The NIH, already suffering through half-a-decade of stagnant funding, will receive a 5.1% cut across the board—a reduction of $1.5 billion from a total budget of $31 billion. Should this happen, the agency’s operation plan is straightforward: fewer projects will get new funding and existing ones will be supported at lower levels. “Cuts will result in slower progress against our most common diseases, such as Alzheimer’s, cancer, AIDS, diabetes and heart disease,” Francis Collins, the NIH’s current director, said at a press conference addressing sequestration last week.

United for Medical Research, a coalition of universities, biotech companies and research associations, estimates that cuts to the NIH budget could lead to 20,000 fewer jobs and a $3 billion economic impact this fiscal year. Potentially more troubling is the effect of sequestration on new researchers. Lower success rates for NIH grants, which have steadily declined since their peak in the early 2000’s, could stall the careers of young investigators. Even training grants, which fund graduate students at universities, are at risk of being cut, said Collins. “This is not a spigot you turn off and turn back on later. If we lose the talents of this up and coming generation, they’re not coming back,” he said.

Although the NIH is the single largest funding source for biomedical research, other agencies—including the Food and Drug Administration, the Agency for Healthcare Research and Quality, the Department of Defense, the Centers for Disease Control and Prevention, the National Science Foundation, and the Agency for International Development—would all receive sequestration cuts.

Combined, the US agencies are the largest funder of research in the world.
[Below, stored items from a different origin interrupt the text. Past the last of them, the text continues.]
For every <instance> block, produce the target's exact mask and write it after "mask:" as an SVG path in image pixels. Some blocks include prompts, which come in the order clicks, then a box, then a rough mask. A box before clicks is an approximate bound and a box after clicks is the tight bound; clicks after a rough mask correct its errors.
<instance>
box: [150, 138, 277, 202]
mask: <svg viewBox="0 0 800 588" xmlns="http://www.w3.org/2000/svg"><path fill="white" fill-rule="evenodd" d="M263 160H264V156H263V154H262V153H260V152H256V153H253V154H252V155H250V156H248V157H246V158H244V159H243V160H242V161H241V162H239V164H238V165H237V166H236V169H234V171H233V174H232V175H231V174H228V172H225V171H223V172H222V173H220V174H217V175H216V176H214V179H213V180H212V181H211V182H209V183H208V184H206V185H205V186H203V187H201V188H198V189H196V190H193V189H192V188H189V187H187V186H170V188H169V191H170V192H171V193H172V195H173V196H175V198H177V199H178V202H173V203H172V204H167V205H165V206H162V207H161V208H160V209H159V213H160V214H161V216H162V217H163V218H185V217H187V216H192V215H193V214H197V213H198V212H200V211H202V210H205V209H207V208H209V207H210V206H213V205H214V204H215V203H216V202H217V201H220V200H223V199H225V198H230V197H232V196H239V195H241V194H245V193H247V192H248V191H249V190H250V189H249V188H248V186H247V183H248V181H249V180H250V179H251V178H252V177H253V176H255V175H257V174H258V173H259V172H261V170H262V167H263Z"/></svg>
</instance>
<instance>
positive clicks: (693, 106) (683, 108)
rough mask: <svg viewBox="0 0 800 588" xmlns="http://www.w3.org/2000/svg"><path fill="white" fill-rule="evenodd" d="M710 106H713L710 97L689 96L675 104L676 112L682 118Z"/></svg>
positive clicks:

Their significant contributions to global health and the potential harm sequestration could cause are highlighted in a report released today by the Global Health Technologies Coalition, a group of nonprofit organizations.

With the development of potential HIV preventatives, improved malaria drugs and other global health products, US government research funding has already saved millions of lives and provided economic benefits around the world. If the research pipeline were to be interrupted now, scientific regression, increased long-term costs and needless deaths would result, the report argues. “There is much to lose by pulling back now,” the authors write.